1.Scalability concerns
In distributed hydrological modeling, it is a standard and reasonable paradigm to conduct in-depth physical mechanism analysis within small or medium sized catchments. However, the authors are encouraged to supplement the discussion by clarifying to what extent the core findings can be generalized to other typical basins globally.
2.Validation of Downscaled Data
Line 102 mentions that dynamical downscaling techniques were applied to generate high-resolution meteorological forcing data. While downscaling increases spatial resolution, it does not inherently guarantee improved accuracy, and regional climate models are prone to systematic biases. The manuscript currently lacks a comparative validation between the 12.5 km WRF outputs and actual ground meteorological observations within the basin. Although an LSTM-Attention module is used for error correction, a rigorous physics based framework requires a quality assessment of the initial meteorological input sources.

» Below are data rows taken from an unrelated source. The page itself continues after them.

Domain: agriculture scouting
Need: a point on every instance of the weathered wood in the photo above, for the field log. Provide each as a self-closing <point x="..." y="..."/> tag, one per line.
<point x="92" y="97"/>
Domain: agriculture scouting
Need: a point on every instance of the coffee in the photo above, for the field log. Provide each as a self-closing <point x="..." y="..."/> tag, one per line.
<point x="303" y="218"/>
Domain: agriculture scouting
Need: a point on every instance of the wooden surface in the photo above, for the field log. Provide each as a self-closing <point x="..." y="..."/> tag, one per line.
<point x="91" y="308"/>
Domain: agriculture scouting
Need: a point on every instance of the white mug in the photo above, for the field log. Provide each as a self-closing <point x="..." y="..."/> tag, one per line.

3.Transparency of WRF-Hydro Parameter Calibration
Line 140 states that "parameters sensitive to hydrological processes were selected for calibration," but the specific parameters are not identified. It is recommended to include a table (in Supplementary) listing the names, physical meanings, initial ranges, and final calibrated values of the key parameters to enhance the transparency and reproducibility.
4.Sample Size and Overfitting Prevention
According to Line 159, the training period covers 1980–1996. If monthly resolution data were used, the sample length would be 204? Could the authors clarify the exact sample size? Given such a limited dataset, what specific measures were implemented to prevent the deep learning model from overfitting? Additionally, please provide the key hyperparameters to facilitate reproducibility and further academic exchange.
5.Link Human Activity Data with Attribution Results
The authors list data regarding human activities in lines 355-365. Please clarify how these multi-source datasets were statistically linked to the "effect of human activities" derived from attribution analysis. While "Correlation analysis" is explicitly mentioned in the technical flowchart (Figure 2), there appears to be a lack of corresponding methodological description or results in the main text. Please confirm if this analysis was performed and provide detailed evidence.